Nonostante tutto però è indubbio che il Bangladesh rimanga una realtà complicata e per questo moltissimi cittadini (soprattutto giovani) decidono di andare a cercarsi un chance di vita migliore al di fuori dei confini nazionali.
Inoltre Dacca soffre la presenza di un’incombente minaccia terroristica che, negli scorsi anni, ha provocato ferite profonde nel tessuto sociale del Paese e che costituisce oggi uno dei più grandi ostacoli per il definitivo salto di qualità dell’economia locale. Infatti – nonostante la stragrande maggioranza della popolazione bengalese sia musulmana moderata – nel Paese si è registrato un vero e proprio boom dell’estremismo islamico, sfociato in numerosi attacchi terroristici che hanno sconvolto oltre alla cittadinanza anche turisti ed imprenditori.
Alcuni commentatori si sono spinti ad affermare che il Bangladesh rappresenti la nuova “tigre asiatica” nonostante circa un quarto del suo Pil dipenda ancora dalle rimesse degli immigrati (11%) e dal settore primario (14%).

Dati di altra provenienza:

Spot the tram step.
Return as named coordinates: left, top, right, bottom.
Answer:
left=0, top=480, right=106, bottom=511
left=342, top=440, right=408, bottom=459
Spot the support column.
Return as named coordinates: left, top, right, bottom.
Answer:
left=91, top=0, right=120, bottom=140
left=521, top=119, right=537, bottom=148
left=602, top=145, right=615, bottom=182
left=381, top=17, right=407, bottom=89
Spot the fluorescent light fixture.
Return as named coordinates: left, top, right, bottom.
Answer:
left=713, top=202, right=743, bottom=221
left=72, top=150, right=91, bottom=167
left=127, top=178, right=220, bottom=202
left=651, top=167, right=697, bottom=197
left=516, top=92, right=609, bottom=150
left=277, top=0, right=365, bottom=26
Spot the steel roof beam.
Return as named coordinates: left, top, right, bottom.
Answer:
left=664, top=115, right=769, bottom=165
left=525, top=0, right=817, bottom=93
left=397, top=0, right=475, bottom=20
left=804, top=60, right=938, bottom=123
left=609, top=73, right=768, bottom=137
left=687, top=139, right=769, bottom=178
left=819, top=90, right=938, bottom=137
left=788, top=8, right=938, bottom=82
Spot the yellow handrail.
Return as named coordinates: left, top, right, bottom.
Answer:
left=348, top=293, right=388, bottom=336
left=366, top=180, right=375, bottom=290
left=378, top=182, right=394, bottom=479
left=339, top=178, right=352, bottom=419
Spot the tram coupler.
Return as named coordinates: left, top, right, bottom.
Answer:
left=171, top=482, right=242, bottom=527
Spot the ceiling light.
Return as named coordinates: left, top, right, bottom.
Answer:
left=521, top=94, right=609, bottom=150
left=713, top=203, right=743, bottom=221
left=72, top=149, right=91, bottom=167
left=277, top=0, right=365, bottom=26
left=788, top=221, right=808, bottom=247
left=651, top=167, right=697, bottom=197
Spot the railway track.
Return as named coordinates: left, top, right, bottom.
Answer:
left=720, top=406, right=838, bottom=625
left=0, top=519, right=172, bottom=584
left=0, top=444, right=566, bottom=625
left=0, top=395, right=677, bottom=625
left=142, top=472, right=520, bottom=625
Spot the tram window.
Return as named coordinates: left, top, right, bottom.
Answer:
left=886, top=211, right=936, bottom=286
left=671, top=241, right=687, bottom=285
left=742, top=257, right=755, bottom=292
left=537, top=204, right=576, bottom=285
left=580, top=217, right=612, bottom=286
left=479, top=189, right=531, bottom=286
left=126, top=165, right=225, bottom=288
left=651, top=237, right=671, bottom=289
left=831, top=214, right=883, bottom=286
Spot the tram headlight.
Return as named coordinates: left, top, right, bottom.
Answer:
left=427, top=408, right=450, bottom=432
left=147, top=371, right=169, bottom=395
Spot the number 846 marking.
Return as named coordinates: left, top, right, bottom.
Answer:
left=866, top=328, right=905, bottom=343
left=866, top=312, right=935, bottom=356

In ogni caso è opinione diffusa che sia stata la “cura rosa” a dare benefici all’economia locale dal momento che, ormai dal 2009, alla guida del governo c’è Sheikh Hasina e che anche l’altra principale protagonista della vita politica del Paese (dall’indipendenza ad oggi) è una donna, Khaleda Zia, in carica dal 1991 al 1996 e successivamente dal 2001 al 2006.
Fra i comparti più dinamici c’è sicuramente quello tessile che ogni anno vende prodotti per circa 30 miliardi di euro in tutto il mondo e che attrae un cospicuo flusso d’investimenti esteri.
Infine fra gli elementi di criticità vanno menzionati corruzione e clientelismo, due mali quasi inevitabili per un’economia in via di sviluppo nella quale si comincia però ad intravedere un mercato interno interessante visto e considerato che i bengalesi sono, complessivamente, quasi 170 milioni. In definitiva il Bangladesh pur restando un Paese prevalentemente povero (circa ¼ della popolazione versa in condizioni di povertà assoluta), sovrappopolato ed a forte trazione agricola rappresenta una meta vantaggiosa per gli investitori esteri a caccia d’opportunità, specialmente per chi ha interesse ad investire nella trasformazione in loco di materie prime.
Rapporti con l’Italia
I rapporti fra Bangladesh ed Italia vanno ben al di là del mero aspetto commerciale che comunque è segnalato in forte crescita con un export Made in Italy che, nel 2017, ha raggiunto quota 727 milioni di euro, in aumento del 43,2% rispetto all’anno precedente.
Infatti nel Belpaese vive una folta comunità bengalese pari a 131.967 persone (dati aggiornati al 1 gennaio 2018) la maggior parte dei quali si concentra in tre regioni italiane – Lazio (27,7%), Lombardia (15,7%) e Veneto (12,2%) – e, solo nella capitale, stando ai dati diffusi dall’Osservatorio della Camera di Commercio di Roma, si contano quasi 13mila imprese individuali registrate a nome di cittadini bengalesi.
Inoltre secondo Sace l’interscambio fra Roma e Dacca (già oggi superiore ai 2 miliardi di euro) è destinato a crescere ancora nei prossimi anni con l’export italiano che nel 2020 dovrebbe raggiungere quota 1 miliardo di euro.
Fra i prodotti maggiormente esportati spiccano quelli della meccanica strumentale che rappresentano i 2/3 del totale esportato nel Paese situato nell’Asia meridionale mentre rimangono su percentuali inferiori al 10% del totale altre categorie merceologiche come apparecchiature elettriche, prodotti chimici, mezzi di trasporto e prodotti d’abbigliamento.
L’interesse delle imprese italiane nei confronti del Paese rimane quindi piuttosto elevato nella speranza che il processo di trasformazione da economia agricola ad industrializzata possa accelerare ulteriormente e che Dacca possa quindi confermarsi come il nuovo polo manifatturiero del continente asiatico.